De drie arresten kunnen en mogen dus niet leiden tot (conclusies die luiden als:) ‘gelijke kansen voor ondernemers’.

En daarmee / daarom lees ik de laatste alinea van punt 4.19 van de Conclusie ook met gemengde gevoelens:

Wat betreft de rechtsgrondslag van de verplichting om bij de verlening van schaarse vergunningen mededingingsruimte te bieden en de daarbij geldende eisen, kiezen de bestuursrechters over het algemeen voor in het Nederlands recht al erkende beginselen van behoorlijk bestuur.
[…]
De Hoge Raad erkent de beginselen van gelijkheid en transparantie contextueel binnen het gereguleerde aanbestedingsrecht en, op grond van in de precontractuele fase geldende maatstaven van redelijkheid en billijkheid, ook bij private aanbestedingen buiten het gereguleerde aanbestedingsrecht (punt 4.17).

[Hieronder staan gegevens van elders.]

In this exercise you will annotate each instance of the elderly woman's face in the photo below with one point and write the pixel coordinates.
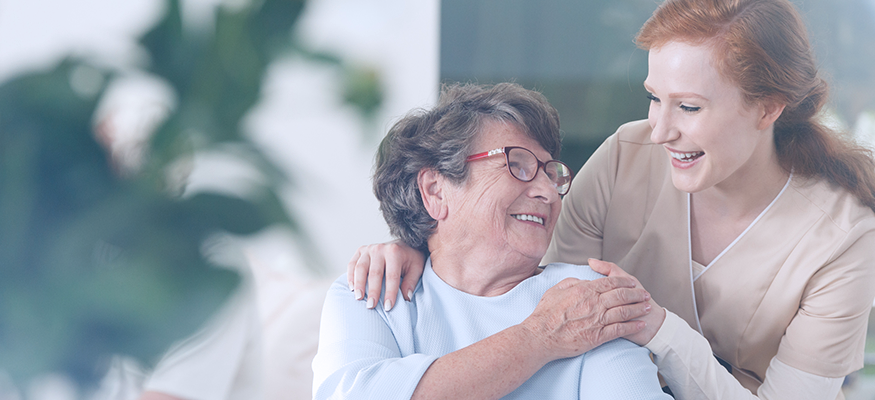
(494, 209)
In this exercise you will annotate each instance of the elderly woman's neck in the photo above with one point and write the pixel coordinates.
(481, 274)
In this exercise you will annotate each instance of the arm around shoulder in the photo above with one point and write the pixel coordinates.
(358, 355)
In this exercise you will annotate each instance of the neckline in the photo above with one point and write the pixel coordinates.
(741, 235)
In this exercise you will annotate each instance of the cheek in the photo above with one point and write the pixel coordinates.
(651, 115)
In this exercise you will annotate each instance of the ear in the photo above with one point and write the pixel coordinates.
(431, 188)
(770, 111)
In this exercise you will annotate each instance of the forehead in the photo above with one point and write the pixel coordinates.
(495, 134)
(678, 66)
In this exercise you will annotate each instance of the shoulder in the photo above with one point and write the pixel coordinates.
(559, 271)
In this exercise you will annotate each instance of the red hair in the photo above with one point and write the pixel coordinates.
(762, 47)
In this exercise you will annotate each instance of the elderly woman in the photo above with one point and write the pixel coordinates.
(746, 217)
(473, 182)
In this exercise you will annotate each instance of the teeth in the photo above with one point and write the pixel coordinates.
(526, 217)
(686, 156)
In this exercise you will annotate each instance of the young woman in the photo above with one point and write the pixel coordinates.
(747, 219)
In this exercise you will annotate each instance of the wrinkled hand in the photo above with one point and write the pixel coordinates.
(396, 260)
(575, 316)
(653, 320)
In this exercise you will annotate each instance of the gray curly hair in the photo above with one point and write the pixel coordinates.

Het aanbestedingsrecht (en/of de Hoge Raad) lijkt immers ten onrechte in de betreffende ‘discussie’ te worden getrokken en betrokken.

Het aanbestedingsrecht kent, behoudens wanneer sprake is van een duidelijk grensoverschrijdend belang, immers ook geen openbare aankondigingsplicht onder de drempel. ‘Enkelvoudig onderhands’ of ‘meervoudig onderhands’ is alsdan in beginsel (ook) toegestaan.

En een rechtsnorm ‘gebaseerd op het gelijkheidsbeginsel dat in deze context strekt tot het bieden van gelijke kansen’ kent het (nationale en Europese) aanbestedingsrecht (dus) ook niet. Niet alle aanbestedende diensten zijn immers (ook) bestuursorgaan. Zulk een rechtsnorm zou de rechtszekerheid dus (ook) niet ten goede komen.